Excellent   At some point down the line you might decide to swap the ribbed hose for clear silicone.  It's easy to do, but you need to replace the inlet/outlet for something compatible (i.e. Eheim installation kit or Tetra parts, or lily pipes of course )

Glad it's made a difference!


----------



## amy4342 (14 Apr 2009)

> Glad it's made a difference!



Yup, it's made a huge difference-I just can't take my eyes off it  . Thanks for all the advice! I 've replaced the pipes flexible pipe with clear stuff from AE (16mm), and I've make my own inlets and spray bars with the 16mm tube from this place http://www.clearplasticsupplies.co.uk/m ... eType=data. It's easy to bend the acrylic tube with a butane torch and pipe bender inside so there are no kinks, and then drill holes in the bottom for the inlet and the spray bar. Looks pucker! I've ordered some plants, so will hopefully have some pics (with the filter featuring prominently  ) soon!


----------



## Themuleous (16 Apr 2009)

amy4342 said:
			
		

> It's easy to bend the acrylic tube with a butane torch and pipe bender inside so there are no kinks, and then drill holes in the bottom for the inlet and the spray bar. Looks pucker!

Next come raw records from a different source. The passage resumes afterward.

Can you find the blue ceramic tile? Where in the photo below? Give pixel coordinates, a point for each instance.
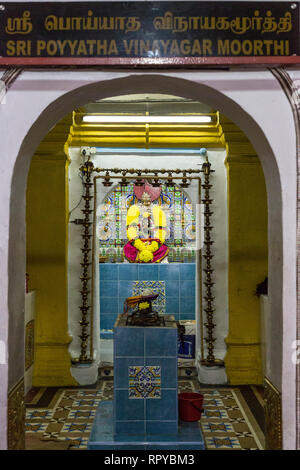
(159, 428)
(121, 305)
(187, 305)
(161, 342)
(172, 305)
(128, 272)
(121, 379)
(108, 272)
(127, 409)
(187, 288)
(165, 409)
(132, 435)
(187, 271)
(129, 431)
(125, 289)
(108, 305)
(168, 367)
(168, 272)
(107, 321)
(172, 288)
(108, 288)
(148, 273)
(129, 341)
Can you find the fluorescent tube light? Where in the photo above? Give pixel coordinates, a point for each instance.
(147, 119)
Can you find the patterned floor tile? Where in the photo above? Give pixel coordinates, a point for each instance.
(70, 415)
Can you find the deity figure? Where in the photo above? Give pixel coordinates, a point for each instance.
(146, 227)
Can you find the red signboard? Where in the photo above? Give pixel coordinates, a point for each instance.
(140, 34)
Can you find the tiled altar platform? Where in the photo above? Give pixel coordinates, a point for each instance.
(144, 414)
(188, 437)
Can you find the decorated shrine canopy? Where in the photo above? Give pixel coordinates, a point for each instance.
(149, 33)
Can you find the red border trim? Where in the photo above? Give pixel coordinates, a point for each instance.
(169, 61)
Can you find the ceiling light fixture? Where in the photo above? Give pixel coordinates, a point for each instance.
(146, 119)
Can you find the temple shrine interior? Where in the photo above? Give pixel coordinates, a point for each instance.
(147, 280)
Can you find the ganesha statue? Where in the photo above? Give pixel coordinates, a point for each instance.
(146, 227)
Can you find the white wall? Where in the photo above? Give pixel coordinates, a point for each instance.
(253, 99)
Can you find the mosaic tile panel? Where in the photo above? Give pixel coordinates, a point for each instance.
(157, 287)
(144, 382)
(242, 434)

Thats a great Idea, would never have thought of doing that!  Nice one, Amy 

Sam


----------



## Steve Smith (16 Apr 2009)

Theres a good write-up over at Planted Tank forums about doing this


----------



## amy4342 (16 Apr 2009)

> Thats a great Idea, would never have thought of doing that! Nice one, Amy



That's cool, hope it's useful! Btw, instead of putting a stopper on the end, I heat it up and then snip the ends with a pair of scissors, it brings it into a V shape and seals it at the bottom, looks slightly better imo. I also drill slats into it with a small round blade, I personally thing it looks better than holes, although it does block quite easily.



> Theres a good write-up over at Planted Tank forums about doing this



Awww, gutting - I was actually going to do a write-up! Oh well, I'll have to be quicker next time lol.


----------



## Themuleous (17 Apr 2009)

amy4342 said:
			
		

> > Theres a good write-up over at Planted Tank forums about doing this
> 
> 
> 
> Awww, gutting - I was actually going to do a write-up! Oh well, I'll have to be quicker next time lol.



Dont let that stop you!!! 

Sam


----------



## Steve Smith (17 Apr 2009)

Indeed.  The more articles on a topic, the more avenues are explored   You might have a different take on it!


----------



## amy4342 (17 Apr 2009)

Cool. In that case - watch this space!  .

My plants for the nano also arrived this morning, so I'm going to bend the pipes later, then strip the tank down and replant, so I'll post some pics later.


----------



## samc (17 Apr 2009)

thats a great idea i think im gonna do some   they look pretty good


----------